Monday, May 18, 2009

HR 676 - The Good and the Bad - Part 3

Continued from Part 1and Part 2.

No institution may be a participating provider unless it is a public or not-for-profit institution.
Investor-owned providers of care opting to participate shall be required to convert to not-for-profit status.
The owners of such investor-owned providers shall be compensated for the actual appraised value of converted facilities used in the delivery of care.
There are authorized to be appropriated from the Treasury such sums as are necessary to compensate investor-owned providers as provided for under paragraph (3).
The conversion to a not-for-profit health care system shall take place over a 15-year period, through the sale of U.S. Treasury Bonds. Payment for conversions under paragraph (3) shall not be made for loss of business profits, but may be made only for costs associated with the conversion of real property and equipment.
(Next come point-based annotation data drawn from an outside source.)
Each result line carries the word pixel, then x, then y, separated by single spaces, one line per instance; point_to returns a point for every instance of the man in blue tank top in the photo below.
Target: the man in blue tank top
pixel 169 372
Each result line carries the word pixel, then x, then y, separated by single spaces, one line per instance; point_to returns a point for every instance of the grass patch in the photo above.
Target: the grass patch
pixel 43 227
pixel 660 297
Okay, this is a bit confusing, and not something that's been covered much in the media compared to the prior points. Fifty-nine percent of America’s non-federal hospitals are not-for-profit (Government Accountability Office (2008)). With a single-payer system, hospitals and other service providers will be practically forced to obey the requirements of that payer in order to stay in business. For-profit service providers will either shrink and offer only premium services at high cost to private payers (uncovered procedures or immediate procedures without waits), or they will have to make this conversion to not-for-profit status.
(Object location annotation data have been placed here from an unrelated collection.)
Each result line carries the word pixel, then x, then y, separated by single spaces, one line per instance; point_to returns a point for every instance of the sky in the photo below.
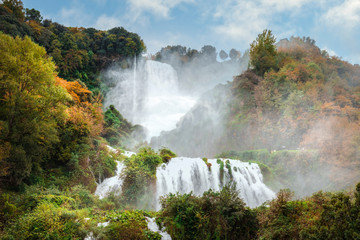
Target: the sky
pixel 225 24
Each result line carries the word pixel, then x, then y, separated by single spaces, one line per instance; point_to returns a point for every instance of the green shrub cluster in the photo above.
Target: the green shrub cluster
pixel 321 216
pixel 140 176
pixel 215 215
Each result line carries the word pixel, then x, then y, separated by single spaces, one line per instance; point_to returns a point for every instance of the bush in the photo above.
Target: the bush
pixel 215 215
pixel 48 221
pixel 139 176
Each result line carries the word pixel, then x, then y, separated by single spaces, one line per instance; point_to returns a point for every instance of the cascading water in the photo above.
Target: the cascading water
pixel 148 95
pixel 183 175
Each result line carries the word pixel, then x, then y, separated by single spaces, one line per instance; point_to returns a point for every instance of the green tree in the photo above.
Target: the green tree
pixel 32 14
pixel 263 53
pixel 16 7
pixel 31 105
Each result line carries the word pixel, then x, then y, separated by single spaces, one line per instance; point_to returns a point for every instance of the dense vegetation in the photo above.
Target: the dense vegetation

What do they have to convert? A common difference between for-profit (FP) and not-for-profit (NFP) hospitals is the presence of an emergency room (ER). ERs are expensive and tend to lose money, but are required for NFP status. The trade off is providing a lot of uncompensated emergency care instead of paying taxes. To work with HR 676, many FP hospitals would have to build ERs. The bill would have Treasury Bonds sold to pay for this construction, along with any other conversion costs, though I am not sure what else would be involved. They have 15 years to convert.

Good
NFP hospitals are generally more efficient than FP hospitals. It sounds like the government will pay FP investors for the conversions. 15 years is a fairly long amount of time for conversion. After transition, we will have a more efficient system overall that cares more about health care provision and less about profit.

Bad
Everyone who currently profits from their FP facilities is going to fight the bill. They will not be compensated for "lost profits". FP facilities and private insurance companies will suffer immediately as many of their customers switch insurance. NFP facilities may not be able to accommodate a sudden rise in customers. There will be a stormy transition in which we do see a temporary increase in wait times for people with the federal insurance, which the opposition will capitalize on in their complaints, and an increase in misinformation as providers and private insurance providers compete.